Don’t Call It a Bottle Episode
In Episode 2, titled “Things To Do In Burbank When You’re Dead,” Valerie and Alex wander around Burbank with their father’s ashes in an episode that’s been described as an ode to director Richard Linklater and Before Sunrise/Before Sunset/Before Midnight. The episode focuses on only these two characters in a capsule-type of format. Just don’t call it a bottle episode.
“The bottle [episode] is generally done in one location, so I wouldn’t call it a bottle, but it is definitely a different episode. It was difficult to break that episode as a group of writers, and ultimately it was one of those things that wasn’t able to be outlined in our writers’ room because it’s so much of just these two characters talking about their perspectives on the world and relationship to each other. I went off and sort of wrote it without the writers’ room, and it’s my favorite episode I’ve written for the show.”
The episode also features a notable multi-talented Emmy-nominated TV actress, musician, writer, and personality.
“We got Carrie Brownstein to direct it, who’s fantastic. She understood what we were doing and got our references. Carrie Brownstein is the real deal, and she is a really good director. She directed Episode 3, too, which is so different than Episode 2.”
Brownstein joins a long list of female directors on the show, including Lynn Shelton, Lake Bell, Amy York Rubin, and Gillian Robespierre.
“Nine of our 13 episodes are directed by women this year. Honestly, it’s a writing staff of mostly women, me and another guy and four or five women writers. It’s a female-heavy cast, with Michaela and Tara leading it, so there’s a lot of female influence.”
For Lehmann, finding the right director is important because it helps them find the right performance.
“Our scripts are pretty light and pretty spare. We’re looking for a director who can bring out the nuance in the words and talk to actors, and funny enough, that includes a lot of women, some of which are actors (Bell and Brownstein among them). The women we hire tend to understand the show more than anyone.”
More Risks in Season 3
While Lehmann admits that Casual has been around long enough to earn some freedom when it comes to hiring directors, the show itself, in real time, exists over the course of a year. Early on, a Season 1 character returns, revealing that only 7 months have passed since the 2015 Season 1 finale.
“It should feel a little surprising. It was sort of intentional, but also a function of the stories we tell. Each episode takes place over a day to a week, and we’re at 30 episodes now, that’s 30 weeks or a year, more or less, which fits in with our timeline.”

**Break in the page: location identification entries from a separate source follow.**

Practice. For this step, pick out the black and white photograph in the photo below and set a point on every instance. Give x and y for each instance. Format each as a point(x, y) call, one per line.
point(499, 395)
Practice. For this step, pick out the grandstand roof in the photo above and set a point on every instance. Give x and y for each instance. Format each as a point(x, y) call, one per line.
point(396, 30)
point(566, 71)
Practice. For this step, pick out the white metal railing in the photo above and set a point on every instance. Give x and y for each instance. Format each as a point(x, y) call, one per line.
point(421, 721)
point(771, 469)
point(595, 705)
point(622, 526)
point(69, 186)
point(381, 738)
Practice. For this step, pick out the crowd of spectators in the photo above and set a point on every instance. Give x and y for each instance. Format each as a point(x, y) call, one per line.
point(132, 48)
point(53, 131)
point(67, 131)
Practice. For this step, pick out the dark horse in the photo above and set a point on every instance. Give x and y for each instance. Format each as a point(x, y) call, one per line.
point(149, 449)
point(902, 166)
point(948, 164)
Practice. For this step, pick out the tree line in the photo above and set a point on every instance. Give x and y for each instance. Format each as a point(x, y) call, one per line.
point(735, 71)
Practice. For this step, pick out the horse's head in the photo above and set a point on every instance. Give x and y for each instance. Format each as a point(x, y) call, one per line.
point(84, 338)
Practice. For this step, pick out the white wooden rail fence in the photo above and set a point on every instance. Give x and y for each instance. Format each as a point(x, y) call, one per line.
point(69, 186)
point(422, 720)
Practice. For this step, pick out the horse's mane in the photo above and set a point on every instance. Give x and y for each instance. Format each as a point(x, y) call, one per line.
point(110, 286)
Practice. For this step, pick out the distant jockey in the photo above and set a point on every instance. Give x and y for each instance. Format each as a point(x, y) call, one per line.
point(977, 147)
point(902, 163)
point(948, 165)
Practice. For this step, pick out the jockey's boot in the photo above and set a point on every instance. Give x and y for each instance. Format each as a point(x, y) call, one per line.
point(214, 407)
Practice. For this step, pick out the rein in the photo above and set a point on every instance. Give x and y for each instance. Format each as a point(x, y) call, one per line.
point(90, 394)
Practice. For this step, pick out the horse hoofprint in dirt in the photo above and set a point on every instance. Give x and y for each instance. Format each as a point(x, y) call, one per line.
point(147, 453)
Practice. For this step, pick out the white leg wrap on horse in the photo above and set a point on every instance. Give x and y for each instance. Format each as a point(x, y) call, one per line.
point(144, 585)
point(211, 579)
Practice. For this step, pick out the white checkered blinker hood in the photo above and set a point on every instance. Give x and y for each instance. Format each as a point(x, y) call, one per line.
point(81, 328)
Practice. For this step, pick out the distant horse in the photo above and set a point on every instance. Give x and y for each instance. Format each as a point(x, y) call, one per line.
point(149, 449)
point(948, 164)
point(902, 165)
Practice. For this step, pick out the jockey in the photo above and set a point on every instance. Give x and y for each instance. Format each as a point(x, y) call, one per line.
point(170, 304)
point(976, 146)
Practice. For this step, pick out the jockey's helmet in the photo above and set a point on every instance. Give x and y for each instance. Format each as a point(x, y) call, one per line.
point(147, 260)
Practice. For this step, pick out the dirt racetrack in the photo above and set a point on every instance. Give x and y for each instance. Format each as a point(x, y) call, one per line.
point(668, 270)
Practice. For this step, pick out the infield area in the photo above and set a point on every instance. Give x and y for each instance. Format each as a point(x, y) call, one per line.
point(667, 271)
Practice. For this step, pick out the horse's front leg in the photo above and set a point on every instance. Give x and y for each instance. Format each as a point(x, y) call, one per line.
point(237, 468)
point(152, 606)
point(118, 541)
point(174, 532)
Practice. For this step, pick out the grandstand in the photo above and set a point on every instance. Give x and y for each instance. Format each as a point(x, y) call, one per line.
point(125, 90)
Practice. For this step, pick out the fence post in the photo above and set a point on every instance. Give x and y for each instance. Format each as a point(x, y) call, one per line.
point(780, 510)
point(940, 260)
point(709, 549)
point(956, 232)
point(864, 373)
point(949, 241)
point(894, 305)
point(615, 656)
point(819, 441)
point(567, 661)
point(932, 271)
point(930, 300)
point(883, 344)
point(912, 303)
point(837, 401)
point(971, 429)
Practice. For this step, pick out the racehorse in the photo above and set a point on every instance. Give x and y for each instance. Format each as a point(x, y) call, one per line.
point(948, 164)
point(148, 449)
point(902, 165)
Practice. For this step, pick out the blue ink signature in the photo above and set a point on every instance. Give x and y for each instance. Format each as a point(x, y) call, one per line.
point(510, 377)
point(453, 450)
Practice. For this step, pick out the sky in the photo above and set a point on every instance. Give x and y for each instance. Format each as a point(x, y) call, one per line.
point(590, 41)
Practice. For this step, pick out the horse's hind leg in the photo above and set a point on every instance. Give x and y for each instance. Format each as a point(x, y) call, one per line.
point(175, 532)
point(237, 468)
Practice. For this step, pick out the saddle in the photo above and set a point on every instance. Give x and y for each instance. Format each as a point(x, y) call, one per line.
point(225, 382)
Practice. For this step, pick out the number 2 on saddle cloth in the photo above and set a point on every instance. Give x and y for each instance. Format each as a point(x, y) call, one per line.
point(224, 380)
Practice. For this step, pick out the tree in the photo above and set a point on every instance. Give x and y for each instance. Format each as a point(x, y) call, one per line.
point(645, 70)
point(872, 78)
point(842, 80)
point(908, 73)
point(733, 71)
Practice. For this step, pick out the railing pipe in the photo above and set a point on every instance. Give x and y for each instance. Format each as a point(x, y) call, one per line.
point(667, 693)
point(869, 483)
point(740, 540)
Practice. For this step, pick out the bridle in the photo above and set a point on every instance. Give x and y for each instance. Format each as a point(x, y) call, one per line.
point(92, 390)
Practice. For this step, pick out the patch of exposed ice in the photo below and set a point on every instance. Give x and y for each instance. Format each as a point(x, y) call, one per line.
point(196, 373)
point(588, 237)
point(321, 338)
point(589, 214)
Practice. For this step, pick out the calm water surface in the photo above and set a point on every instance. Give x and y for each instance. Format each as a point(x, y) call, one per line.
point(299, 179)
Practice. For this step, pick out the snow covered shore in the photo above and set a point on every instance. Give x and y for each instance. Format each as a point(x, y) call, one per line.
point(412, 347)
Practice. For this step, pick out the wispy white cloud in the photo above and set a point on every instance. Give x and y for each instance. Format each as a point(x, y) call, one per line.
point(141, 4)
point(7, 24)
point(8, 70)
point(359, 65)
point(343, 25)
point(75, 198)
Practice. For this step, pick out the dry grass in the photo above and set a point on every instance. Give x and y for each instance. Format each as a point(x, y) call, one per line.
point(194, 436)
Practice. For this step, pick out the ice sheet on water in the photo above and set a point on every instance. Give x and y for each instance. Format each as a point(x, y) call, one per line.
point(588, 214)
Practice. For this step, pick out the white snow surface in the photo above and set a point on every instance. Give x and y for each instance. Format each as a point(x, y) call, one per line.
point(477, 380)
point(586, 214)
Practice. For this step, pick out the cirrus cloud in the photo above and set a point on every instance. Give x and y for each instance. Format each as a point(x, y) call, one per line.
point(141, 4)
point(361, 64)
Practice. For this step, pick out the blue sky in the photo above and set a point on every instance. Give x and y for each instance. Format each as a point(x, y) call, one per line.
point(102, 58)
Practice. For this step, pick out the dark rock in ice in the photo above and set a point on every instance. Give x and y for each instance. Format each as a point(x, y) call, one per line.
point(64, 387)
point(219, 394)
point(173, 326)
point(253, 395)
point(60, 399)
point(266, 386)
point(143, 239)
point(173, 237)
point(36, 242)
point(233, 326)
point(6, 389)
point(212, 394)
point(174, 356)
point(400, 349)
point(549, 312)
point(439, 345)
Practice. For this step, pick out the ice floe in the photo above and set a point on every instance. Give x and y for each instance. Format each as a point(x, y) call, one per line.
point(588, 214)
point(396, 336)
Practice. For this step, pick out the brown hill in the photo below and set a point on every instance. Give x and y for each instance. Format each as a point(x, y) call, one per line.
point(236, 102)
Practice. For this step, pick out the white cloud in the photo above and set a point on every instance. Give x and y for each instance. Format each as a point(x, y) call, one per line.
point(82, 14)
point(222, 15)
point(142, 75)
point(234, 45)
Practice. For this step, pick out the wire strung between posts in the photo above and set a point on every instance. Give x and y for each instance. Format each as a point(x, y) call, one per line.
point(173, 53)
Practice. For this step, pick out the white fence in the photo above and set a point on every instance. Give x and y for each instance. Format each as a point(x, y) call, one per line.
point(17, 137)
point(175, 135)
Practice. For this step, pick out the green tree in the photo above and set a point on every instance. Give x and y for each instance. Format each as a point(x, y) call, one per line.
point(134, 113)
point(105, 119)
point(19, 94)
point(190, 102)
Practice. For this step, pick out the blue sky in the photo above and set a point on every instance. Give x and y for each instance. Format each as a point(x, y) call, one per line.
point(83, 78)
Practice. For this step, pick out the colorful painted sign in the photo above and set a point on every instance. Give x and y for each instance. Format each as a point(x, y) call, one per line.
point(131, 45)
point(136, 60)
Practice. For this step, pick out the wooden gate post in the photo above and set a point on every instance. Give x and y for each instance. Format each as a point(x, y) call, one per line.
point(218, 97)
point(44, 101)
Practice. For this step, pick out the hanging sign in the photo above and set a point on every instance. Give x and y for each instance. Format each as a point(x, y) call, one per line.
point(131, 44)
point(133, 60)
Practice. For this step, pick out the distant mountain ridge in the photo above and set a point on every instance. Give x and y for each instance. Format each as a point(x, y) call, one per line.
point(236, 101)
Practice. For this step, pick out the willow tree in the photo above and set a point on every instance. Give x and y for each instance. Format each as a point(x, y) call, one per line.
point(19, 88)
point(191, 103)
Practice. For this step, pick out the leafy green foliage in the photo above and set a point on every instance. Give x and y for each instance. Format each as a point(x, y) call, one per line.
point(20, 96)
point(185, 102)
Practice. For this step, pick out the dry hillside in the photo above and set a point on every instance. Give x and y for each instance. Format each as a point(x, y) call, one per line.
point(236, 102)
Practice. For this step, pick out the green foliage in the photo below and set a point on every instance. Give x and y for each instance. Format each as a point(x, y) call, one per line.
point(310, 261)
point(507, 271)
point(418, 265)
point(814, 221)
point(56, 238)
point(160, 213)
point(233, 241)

Season 1 showed the three leads exploring new love, while Season 2 had them seeking friendship. In Season 3, Alex, Laura, and Val are pursuing their passions.
“The first two seasons involved establishing how these characters live and their dynamic. By Season 3, now we know who these people are. We wanted to give them a drive and motivation.”
Not only is Lehmann adding motivations to his characters, but he’s also inspiring them in real life. Dewey and Watkins wrote Episode 8 of Season 3, something that was new for the series creator, to see his series actors become series writers.
“It was scary at first, because you don’t want them to come in and mess it up,” Lehmann laughs. “Thankfully, Michaela and Tommy both had their own shows they had created and written. They are professionals, and they know their characters as well, or better, than anyone. It became clear early on that they knew what they were doing. They had a point of view. They worked well together. It was a really positive experience.”
Casual is no longer the freshman-Hulu-kid-on-the-block and has proven its staying power. Like its characters, it’s spreading its wings in the third season.
“Season 3, you can take some of those risks.”
Hulu’s Casual airs new episodes on Tuesdays.